Kneel - Interstice

Chronique CD album (36:00)

chronique Kneel - Interstice

J'suis pas du genre impressionnable, mais s'il y a bien un truc qui me fait faire "Wow", ce sont bien les one man band. Alors, pas Burzum évidemment, pour les raisons que nous connaissons tous : c'est de la merde.

Non, je parle des vrais trucs qui nécessitent de savoir jouer d'un instrument...et d'en maîtriser tout un tas d'autres. C'est le cas du batteur portugais Pedro Mau qui a également géré la basse, la guitare, la prod, le mix de son album. Solide le mec. Sauf qu'il n'a sans doute pas de voix. Hé ouais Pedro, on peut pas tout avoir, mais te plains pas et pense à ceux qui n'ont aucun talent.
Mau a donc appelé un bon copain, Filipe Correia qui s'est penché sur les paroles (co-écrites) et le chant (tout seul comme un grand sauf pour quelques choeurs). Du coup ça fait plus vraiment un one-man band...mais ce n'est pas le plus important.

De la passion, du savoir-faire, des expériences musicales passées et deux copains : l'accouchement de ce projet a tout de celui qui doit rouler. Mais il ne suffit pas de lever les bras en l'air et d'hurler "Parce que c'est notre projet" pour en être satisfait.
Après avoir étalé l'enregistrement sur 2 années...entre 2011 et 2013...l'album, initialement sorti en catimini en 2013 vient de renaître de ses cendres en 2019 avec un nouveau mix et un remaster tout propres.

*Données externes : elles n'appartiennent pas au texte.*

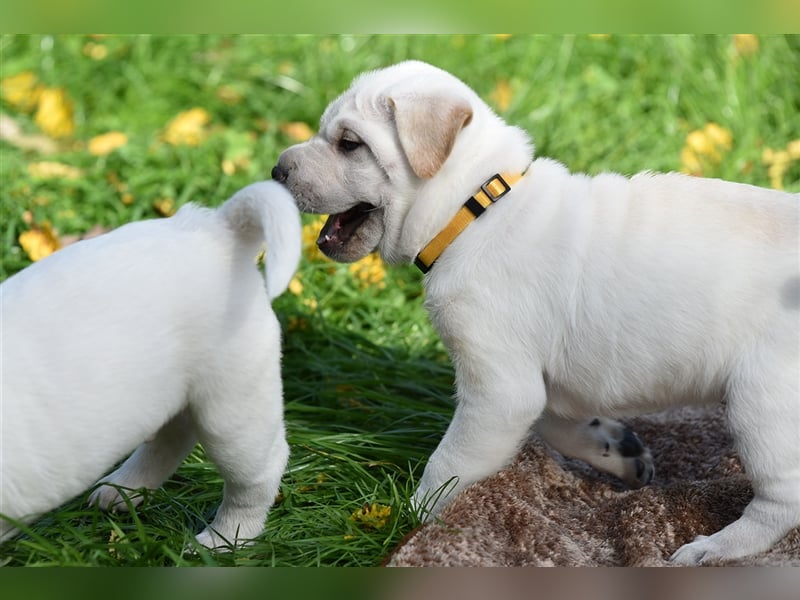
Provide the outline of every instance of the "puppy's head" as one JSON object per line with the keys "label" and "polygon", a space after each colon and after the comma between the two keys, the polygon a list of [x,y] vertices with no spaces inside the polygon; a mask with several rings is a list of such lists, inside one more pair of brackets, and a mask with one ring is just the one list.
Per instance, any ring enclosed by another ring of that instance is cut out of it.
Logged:
{"label": "puppy's head", "polygon": [[404,260],[406,214],[476,110],[488,107],[431,65],[365,73],[328,106],[316,136],[281,154],[272,176],[300,210],[330,215],[317,241],[329,257],[350,262],[380,249],[389,262]]}

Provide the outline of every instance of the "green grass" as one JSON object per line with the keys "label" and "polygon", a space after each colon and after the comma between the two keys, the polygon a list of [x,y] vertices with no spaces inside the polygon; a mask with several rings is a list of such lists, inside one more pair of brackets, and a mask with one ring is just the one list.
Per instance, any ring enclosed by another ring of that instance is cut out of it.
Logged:
{"label": "green grass", "polygon": [[[87,56],[87,44],[106,56]],[[159,199],[217,205],[268,178],[292,143],[281,124],[315,128],[354,75],[406,58],[456,73],[487,99],[507,82],[502,116],[532,133],[538,155],[575,171],[678,170],[687,133],[715,122],[733,142],[703,173],[768,186],[765,148],[800,138],[796,36],[760,37],[750,56],[737,55],[730,36],[3,36],[0,48],[2,78],[32,71],[66,90],[75,115],[74,134],[53,155],[0,141],[0,279],[30,263],[18,243],[30,220],[80,235],[158,217]],[[161,141],[166,124],[195,106],[211,115],[207,139],[196,147]],[[24,133],[40,133],[7,96],[2,111]],[[87,152],[88,140],[112,130],[127,134],[124,147]],[[224,160],[242,157],[233,174],[222,171]],[[43,160],[82,175],[36,178],[28,166]],[[782,183],[800,191],[800,161]],[[0,563],[380,564],[416,525],[407,499],[452,412],[452,369],[413,268],[391,268],[384,288],[370,287],[347,266],[309,256],[300,278],[302,292],[275,303],[287,331],[292,456],[257,544],[183,552],[222,492],[198,448],[133,515],[87,509],[82,496],[6,543]],[[392,508],[383,527],[349,519],[372,503]]]}

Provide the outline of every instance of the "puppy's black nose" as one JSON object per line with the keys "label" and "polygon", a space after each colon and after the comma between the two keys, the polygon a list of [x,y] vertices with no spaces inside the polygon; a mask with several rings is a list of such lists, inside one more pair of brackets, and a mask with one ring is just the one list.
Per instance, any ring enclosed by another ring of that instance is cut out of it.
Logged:
{"label": "puppy's black nose", "polygon": [[275,181],[279,181],[283,183],[286,181],[286,177],[289,175],[289,172],[284,169],[280,164],[275,165],[272,167],[272,178]]}

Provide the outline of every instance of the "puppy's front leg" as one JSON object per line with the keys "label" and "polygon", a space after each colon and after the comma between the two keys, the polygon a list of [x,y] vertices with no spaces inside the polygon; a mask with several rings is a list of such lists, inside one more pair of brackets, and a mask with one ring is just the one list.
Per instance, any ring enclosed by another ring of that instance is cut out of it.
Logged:
{"label": "puppy's front leg", "polygon": [[[456,370],[458,405],[450,426],[433,452],[412,506],[423,520],[436,515],[468,486],[496,473],[519,451],[545,405],[541,376],[510,376],[509,363],[475,364]],[[500,369],[502,370],[502,369]],[[512,369],[513,370],[513,369]]]}
{"label": "puppy's front leg", "polygon": [[[554,400],[552,395],[548,392],[548,404]],[[604,417],[565,419],[545,410],[536,422],[536,431],[564,456],[587,462],[633,488],[647,485],[653,479],[655,469],[650,449],[619,421]]]}
{"label": "puppy's front leg", "polygon": [[[192,418],[187,411],[178,413],[159,429],[152,440],[143,443],[122,465],[97,482],[89,496],[89,504],[104,510],[128,510],[119,488],[154,490],[172,475],[197,443]],[[103,485],[111,484],[111,485]],[[143,496],[130,494],[129,501],[138,505]]]}

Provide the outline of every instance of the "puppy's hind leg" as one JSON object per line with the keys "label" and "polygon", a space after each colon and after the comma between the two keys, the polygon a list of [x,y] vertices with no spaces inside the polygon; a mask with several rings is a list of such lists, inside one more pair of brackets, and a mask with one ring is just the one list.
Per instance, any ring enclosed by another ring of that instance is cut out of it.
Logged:
{"label": "puppy's hind leg", "polygon": [[289,458],[279,362],[276,356],[245,366],[255,373],[227,378],[224,401],[208,398],[193,411],[200,442],[225,482],[214,520],[196,538],[207,548],[246,545],[264,530],[278,494]]}
{"label": "puppy's hind leg", "polygon": [[775,353],[755,354],[731,377],[727,394],[728,422],[753,484],[753,500],[738,520],[679,548],[672,563],[696,565],[763,552],[800,525],[797,352],[782,360]]}
{"label": "puppy's hind leg", "polygon": [[[128,510],[123,497],[125,490],[158,488],[175,472],[196,443],[191,416],[187,411],[178,413],[159,429],[152,440],[139,446],[116,471],[97,482],[89,496],[89,504],[96,504],[104,510]],[[126,495],[133,506],[144,498],[141,493]]]}
{"label": "puppy's hind leg", "polygon": [[655,474],[650,449],[633,429],[614,419],[572,420],[546,410],[536,422],[536,431],[564,456],[589,463],[632,488],[647,485]]}

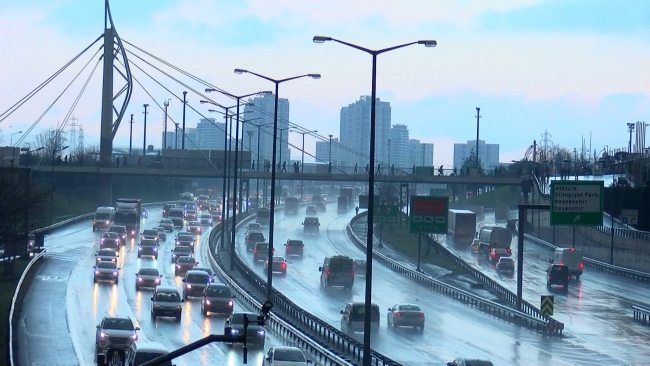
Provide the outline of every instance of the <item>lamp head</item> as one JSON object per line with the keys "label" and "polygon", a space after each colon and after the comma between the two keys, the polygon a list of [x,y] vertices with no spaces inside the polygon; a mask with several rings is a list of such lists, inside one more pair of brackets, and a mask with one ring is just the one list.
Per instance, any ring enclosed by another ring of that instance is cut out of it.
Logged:
{"label": "lamp head", "polygon": [[424,47],[435,47],[438,45],[438,42],[431,39],[431,40],[418,41],[418,44],[423,44]]}
{"label": "lamp head", "polygon": [[209,103],[209,102],[207,100],[200,100],[199,103],[205,104],[205,103]]}
{"label": "lamp head", "polygon": [[320,74],[308,74],[307,76],[309,76],[312,79],[316,79],[316,80],[320,79]]}
{"label": "lamp head", "polygon": [[208,112],[212,112],[212,113],[215,113],[215,112],[217,112],[217,111],[216,111],[216,110],[214,110],[214,109],[208,109]]}
{"label": "lamp head", "polygon": [[65,149],[67,149],[67,148],[69,148],[69,147],[70,147],[69,145],[68,145],[68,146],[64,146],[64,147],[61,148],[61,151],[65,150]]}
{"label": "lamp head", "polygon": [[273,94],[273,92],[270,91],[270,90],[265,90],[265,91],[261,91],[261,92],[259,92],[258,94],[259,94],[259,95],[268,95],[268,94]]}
{"label": "lamp head", "polygon": [[332,37],[323,37],[323,36],[314,36],[314,43],[325,43],[325,41],[331,41]]}
{"label": "lamp head", "polygon": [[247,73],[247,72],[248,72],[248,70],[244,70],[244,69],[235,69],[235,74],[245,74],[245,73]]}
{"label": "lamp head", "polygon": [[206,92],[206,93],[210,93],[210,92],[213,92],[213,91],[217,91],[217,89],[214,89],[214,88],[205,88],[205,92]]}
{"label": "lamp head", "polygon": [[[248,103],[244,103],[244,105],[245,105],[245,106],[248,106],[248,107],[254,107],[254,106],[255,106],[255,103],[253,103],[253,102],[248,102]],[[252,112],[252,111],[246,111],[246,112],[244,112],[244,113],[250,113],[250,112]]]}
{"label": "lamp head", "polygon": [[45,149],[45,146],[41,146],[41,147],[39,147],[38,149],[36,149],[36,150],[34,150],[34,151],[41,151],[41,150],[43,150],[43,149]]}
{"label": "lamp head", "polygon": [[149,106],[149,104],[143,104],[142,106],[147,108]]}

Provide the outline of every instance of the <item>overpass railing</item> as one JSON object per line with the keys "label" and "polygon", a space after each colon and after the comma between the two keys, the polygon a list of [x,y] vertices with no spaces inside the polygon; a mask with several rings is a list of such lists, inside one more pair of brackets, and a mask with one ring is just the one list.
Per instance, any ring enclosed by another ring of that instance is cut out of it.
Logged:
{"label": "overpass railing", "polygon": [[[251,215],[242,217],[240,220],[238,220],[239,224],[237,226],[241,225],[241,223],[246,222],[252,217],[253,216]],[[232,278],[224,269],[225,265],[221,261],[217,249],[221,240],[221,230],[222,226],[219,224],[210,233],[210,246],[208,255],[212,267],[214,267],[220,276],[228,282],[230,288],[239,296],[240,299],[246,302],[248,306],[256,309],[257,311],[261,311],[263,303],[262,300],[258,299],[254,294],[246,290],[246,288],[241,283]],[[217,253],[217,255],[214,253]],[[276,304],[274,301],[274,307],[275,305]],[[311,339],[309,335],[302,332],[291,321],[283,318],[275,311],[271,312],[270,321],[267,321],[267,325],[270,326],[272,330],[282,338],[289,339],[292,344],[295,344],[297,347],[306,349],[309,351],[309,353],[316,356],[318,363],[321,365],[353,365],[353,362],[351,360],[345,358],[321,342]]]}
{"label": "overpass railing", "polygon": [[[367,248],[366,242],[359,238],[359,236],[352,229],[352,226],[354,225],[355,221],[357,221],[362,217],[365,217],[366,215],[367,212],[364,212],[355,216],[346,228],[346,231],[348,235],[352,238],[352,240],[357,245],[359,245],[364,249]],[[480,281],[482,281],[486,285],[486,287],[495,290],[499,294],[503,295],[506,299],[508,299],[508,302],[512,304],[516,304],[517,295],[510,292],[505,287],[499,285],[491,278],[485,276],[483,273],[476,270],[474,267],[468,265],[466,262],[462,261],[462,259],[457,257],[455,254],[451,253],[446,248],[442,247],[442,249],[445,250],[449,256],[454,258],[454,261],[458,265],[460,265],[461,267],[463,267],[464,269],[472,273],[472,275],[477,277]],[[373,250],[373,258],[375,260],[380,261],[382,264],[392,269],[393,271],[408,277],[414,282],[418,282],[421,285],[424,285],[425,287],[431,290],[438,291],[445,296],[451,297],[455,300],[476,307],[477,309],[483,312],[489,313],[493,316],[504,319],[511,323],[524,326],[526,328],[532,329],[540,333],[561,334],[562,331],[564,330],[563,323],[560,323],[551,317],[543,316],[539,309],[537,309],[527,301],[522,301],[523,311],[518,311],[510,307],[498,304],[496,302],[484,299],[480,296],[474,295],[465,290],[453,287],[435,278],[432,278],[426,274],[410,269],[404,266],[403,264],[385,256],[378,250]]]}
{"label": "overpass railing", "polygon": [[650,323],[650,310],[647,308],[632,305],[632,312],[634,313],[634,320],[643,324]]}
{"label": "overpass railing", "polygon": [[[245,222],[246,221],[242,220],[240,224],[243,224]],[[230,250],[230,245],[228,245],[227,247],[228,250]],[[235,261],[235,268],[242,275],[242,277],[244,277],[244,279],[246,279],[247,282],[253,285],[255,289],[261,291],[262,293],[265,293],[266,281],[263,278],[261,278],[259,275],[257,275],[253,269],[248,268],[248,266],[246,266],[246,264],[239,258],[237,253],[230,253],[230,255],[233,256],[233,259]],[[215,258],[215,260],[216,261],[219,260],[218,255],[217,258]],[[222,263],[219,263],[219,265],[223,266]],[[236,281],[232,277],[229,278],[233,281]],[[239,286],[243,288],[241,284]],[[249,295],[254,296],[251,293],[249,293]],[[335,328],[334,326],[330,325],[324,320],[318,318],[317,316],[311,314],[307,310],[302,309],[296,303],[294,303],[289,298],[287,298],[286,296],[284,296],[282,293],[280,293],[275,289],[273,290],[273,298],[271,301],[273,302],[274,309],[280,309],[284,314],[287,314],[288,318],[290,318],[291,320],[282,318],[277,313],[276,316],[278,316],[285,322],[290,323],[295,328],[305,329],[309,331],[312,335],[315,335],[315,337],[314,336],[311,337],[312,340],[314,341],[316,341],[316,339],[323,340],[323,342],[319,343],[322,347],[328,347],[332,352],[335,352],[339,355],[341,354],[349,355],[349,357],[351,357],[353,360],[350,361],[351,363],[362,361],[363,344],[361,342],[341,332],[339,329]],[[326,346],[326,344],[328,346]],[[401,365],[400,363],[376,351],[371,351],[371,359],[372,359],[372,365],[374,366]]]}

Et c'est une excellente nouvelle ! (NB : je n'ai pas pu comparer les deux versions).
Interstice n'a rien de particulièrement bandant pour les amateurs d'innovation musicale. Il faut voir cet Interstice comme une sorte de déclaration d'amour, d'hommage passionné aux musiques "core" et "metal".
C'est carré, c'est hyper codé, aussi prévisible qu'efficace même s'il y a un mélange des genres assez réussi au point de sembler naturel (metalcore / metal moderne / thrash / djent). Surtout, il est parfaitement ancré dans notre décennie malgré les années qui séparent la sortie de la première version de celle-ci.
Ce n'est pas un disque à tubes : pas de refrain à reprendre, pas de riff foufou à soulever les foules, des rythmiques changeantes, tout de même bien senties (jolie association basse / batterie) et il faudra de multiples écoutes pour repérer toutes les "subtilités" d'un disque bien gueulard (peut-être un peu trop, la monotonie guettant), mais ça fait clairement le job.

Inutile de rentrer dans le détail du contenu de ce disque : t'as tout ce que t'attends des genres sus-cités.
Comme la scène portugaise n'a pas souvent l'occasion de faire parler d'elle dans l'hexagone, cet album a des petits accents d'exotisme (même si sa réalisation est très marquée par d'autres influences européennes) qu'il serait, de toute façon, dommage d'ignorer.